Wir besichtigten schreckliche, selbst gebaute Waffen, kriechen durch Tunnels und trinken hervorragenden Tee in einem unterirdischen Unterstand, dem heute das originale Dach fehlt: Eine schizophrene Situation: Als wir Tee trinken fällt mir auf, daß die ganze Welt hier am Tisch versammelt ist: Ein vietnamesischer Führer, ein Amerikaner, ein Ehepaar aus Australien, ein Japaner, ein Franzose und zwei Deutsche. Ich werde (unfreiwillig) als Kommandeur in diesem Unterstand fotografiert. Sicher wäre ich in einer solchen Situation auch General geworden, anstatt Chef eines zivilen Unternehmens mit 2000 Mann in Eberswalde zu sein. Gott sei Dank, daß das an mir vorüber gegangen ist ...

Gegen 13 Uhr sind wir wieder in Saigon. Wir gehen eine Pho essen - diesmal ist sie sehr gut und auch hier werden wieder kalte, nasse und weiße Tücher gereicht. Dann fahren wir mit der Taxe (nie wieder Cyclo !) für 15.000 Dong zum War Criminal Museum. Im Museum gehen wir von Anfang an getrennte Wege. Scharno bleibt zwei Stunden dort. Ich bin schon nach 30 Minuten damit fertig. Hoch interessante Details und viele authentische Bilder. Aber die Konzeption ist sehr einseitig gegen die Amerikaner ausgerichtet. Viel - zu viel Propaganda. Weniger wäre mehr. Aber aus der Sicht der Vietnamesen und mit dem Zeitgeist von vorgestern ist das zu verstehen.

Ich laufe zurück zum Hotel. Es ist sehr heiß, trotzdem aber angenehm zu laufen. Ich mache einige Photos von der Stadt, kaufe für Peter Musik-CD's - Raubkopien aus China (?) für 2 US$ das Stück. Von 15:00 bis 16:30 leiste ich mir einen herrlichen Mittagsschlaf. Der erste Arbeitstermin am heutigen Abend platzt. Der Date im Club von Prof. Ai kam nicht zustande. Er ist verschoben auf Sonntag, 10 Uhr.

Gegen 19 Uhr haben wir sehr gut (und sehr teuer: 34.000 Dong für beide) in einer Garküche gegessen. Es gab COM: Hervorragender Fisch, geröstete Raupen (!!), Gemüse, Manjok. Alles sehr gut gewürzt und heiß. Die Leute hier sind sehr friedlich, aber bei Ausländern nehmen sie einfach den doppelten Preis. Die kommen ja kein zweites Mal. Vor allen Dingen werden Phantasiepreise gemacht, wenn man vorher nicht um den Preis verhandelt hat.

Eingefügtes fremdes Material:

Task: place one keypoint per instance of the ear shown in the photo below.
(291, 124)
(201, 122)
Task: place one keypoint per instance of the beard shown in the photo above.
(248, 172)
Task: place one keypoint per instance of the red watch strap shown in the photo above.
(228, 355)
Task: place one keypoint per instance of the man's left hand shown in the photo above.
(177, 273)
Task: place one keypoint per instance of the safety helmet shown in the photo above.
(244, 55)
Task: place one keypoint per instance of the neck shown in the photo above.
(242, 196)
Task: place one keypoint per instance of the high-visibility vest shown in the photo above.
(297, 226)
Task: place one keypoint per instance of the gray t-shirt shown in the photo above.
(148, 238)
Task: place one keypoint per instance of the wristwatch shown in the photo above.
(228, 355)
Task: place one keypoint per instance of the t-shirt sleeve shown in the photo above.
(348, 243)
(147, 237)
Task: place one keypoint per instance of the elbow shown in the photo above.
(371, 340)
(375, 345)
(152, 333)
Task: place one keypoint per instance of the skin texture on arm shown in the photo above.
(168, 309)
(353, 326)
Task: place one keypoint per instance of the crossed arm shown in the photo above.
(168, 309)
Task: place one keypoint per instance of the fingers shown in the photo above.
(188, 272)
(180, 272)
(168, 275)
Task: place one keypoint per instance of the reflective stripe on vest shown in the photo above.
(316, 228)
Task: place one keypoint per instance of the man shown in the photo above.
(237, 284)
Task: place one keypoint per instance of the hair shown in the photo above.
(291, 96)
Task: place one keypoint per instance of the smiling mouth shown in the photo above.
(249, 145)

Ein ruhiger Abend in Saigon. Gegen 20:30 gehe ich noch mal eine Stunde spazieren. Es sind angenehme 25 bis 27 Grad, immer noch schwül, aber am Fluß weht ein leichter Wind. Auf dem Weg zum Saigon River stehen kleine Tische und Stühle (wie für Kinder) an der Straße. Hier kann man sich hinsetzen und wird von Straßenhändlern mit Getränken und Knabbereien versorgt. Das gleiche am Fluß. Stühle, Lichterketten, ein angenehmer Wind vom Fluß - warm und feucht. Restaurantschiffe. Um 21 Uhr fährt eines dieser Boote ab - das habe ich leider verpaßt.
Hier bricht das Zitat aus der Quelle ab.